Carlos Ramírez/Indicador político
El impulso humano de atenerse a fórmulas preconcebidas y prefabricadas es muy fuerte, pero se sostiene gracias a la falta de imaginación, o mejor dicho, a la pereza mental para encontrar distintas alternativas de aplicación de una vieja herramienta. A eso se debe el cuestionamiento a la sociedad de convivencia que no es otra cosa que una diferente aplicación del viejísimo contrato de sociedad civil, o sea, un simple acuerdo de voluntades para asociarse con un propósito lícito, no mercantil.
Pocos son los conocedores de la ley, que saben que la sociedad de convivencia se puede hacer bajo el amparo de las normas ya existentes desde hace muchos años ante un notario público que de fe de lo acordado e inscriba el documento en el registro de sociedades civiles y que, no hay necesidad de que los diputados se devanen los sesos para hacer una norma innecesaria.
Los supersticiosos de la ley, están apurando a los diputados locales para que aprueben una disposición civil que le de existencia a las sociedades de convivencia, cosa que, insisto, no hace falta. Por otro lado, los que ven una sola faceta de la sociedad de convivencia, que es la de las uniones homosexuales, se escandalizan también inútilmente, porque no observan que la sociedad de convivencia, aplicada a las relaciones heterosexuales, puede suplir perfectamente al engorroso matrimonio civil, como éste suplió al religioso en su momento.
La ilusión femenina de llegar al altar vestida de blanco, y la molestia masculina de llegar al altar con una escopeta apuntada por el suegro en la espalda, hoy por hoy son ridiculeces y anacronismos. Hace muchos años que se agotó el matrimonio como único y mejor destino de las mujeres y dignificación de los hombres. Los tiempos en que ellas se atenían a un marido para sobrevivir y ellos para ser servidos, han quedado muy atrás. La libertad e igualdad entre géneros ha conducido a una sociedad equilibrada en donde las viejas formas matrimoniales son un estorbo en vez de una solución. La separación de la Iglesia y el Estado, en vigor desde las leyes de Reforma, en México arrinconó a segundo plano la institución del matrimonio religioso; el matrimonio civil ocupó el lugar del otro pero no se desembarazó totalmente de los formulismos y solemnidades acostumbradas en el suplantado. En la actualidad subsiste todo un ceremonial inútil y reiterativo que, de no llevarse a cabo, deja la sensación de que no ha habido unión formal.

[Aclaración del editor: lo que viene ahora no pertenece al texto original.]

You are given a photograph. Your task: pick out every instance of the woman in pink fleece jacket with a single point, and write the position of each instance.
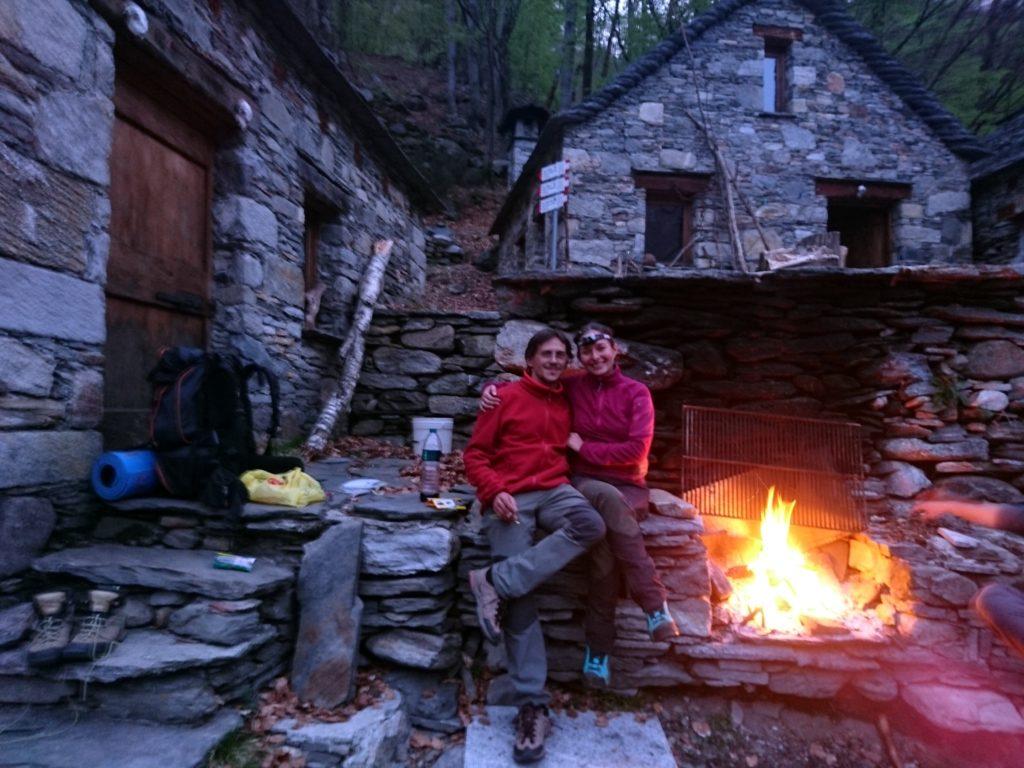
(612, 428)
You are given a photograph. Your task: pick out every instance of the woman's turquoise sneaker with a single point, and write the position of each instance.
(596, 670)
(660, 625)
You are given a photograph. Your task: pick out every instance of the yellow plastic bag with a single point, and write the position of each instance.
(294, 488)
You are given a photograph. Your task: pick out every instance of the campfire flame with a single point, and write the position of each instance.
(784, 591)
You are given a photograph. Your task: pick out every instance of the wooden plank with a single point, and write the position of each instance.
(684, 183)
(873, 190)
(778, 33)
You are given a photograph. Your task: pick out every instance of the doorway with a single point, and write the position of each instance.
(159, 268)
(865, 230)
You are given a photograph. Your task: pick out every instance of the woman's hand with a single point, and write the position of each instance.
(505, 507)
(489, 398)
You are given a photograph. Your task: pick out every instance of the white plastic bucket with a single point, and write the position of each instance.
(422, 426)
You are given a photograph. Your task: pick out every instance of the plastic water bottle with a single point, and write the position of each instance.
(430, 473)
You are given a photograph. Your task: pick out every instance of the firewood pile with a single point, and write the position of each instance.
(817, 250)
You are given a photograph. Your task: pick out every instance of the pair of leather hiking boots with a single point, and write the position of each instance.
(95, 635)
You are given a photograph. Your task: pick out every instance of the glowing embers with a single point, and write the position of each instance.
(782, 592)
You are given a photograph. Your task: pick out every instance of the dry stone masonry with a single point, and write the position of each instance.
(305, 140)
(853, 114)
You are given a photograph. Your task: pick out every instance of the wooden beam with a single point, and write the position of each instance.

Por otra parte, el concepto de familia que es el último anclaje del matrimonio tradicional, también requiere de ser revisado a la luz de las nuevas formas de vida social: La familia ya no es el prototipo cristiano de papá, mamá e hijo, para equipararse a la “sagrada familia”; hoy las familias suelen formarse entre: una madre y su o sus hijos, un padre y sus hijos o un tío y sus sobrinos como la del Pato Donad, una pareja sin hijos, una pareja homosexual, un padre o madre adoptivo con uno o más hijos adoptivos, unos abuelos con sus nietos, un trío, un cuarteto, un quinteto, sexteto etc. He aquí enunciadas diferentes formas de familia que admiten más combinaciones y todas son legítimas y nacidas de la libertad y voluntad humanas. Insistir en la misógina y misandrica idea de Melchor Ocampo de que la sagrada familia es la única forma legítima que surge del matrimonio de pareja, es desperdiciar todas las posibilidades que tiene el ciudadano moderno. Las leyes surgidas de legisladores inteligentes nos han dado herramientas que no hemos sabido utilizar, restringiéndonos a las viejas fórmulas ficticiamente obligatorias.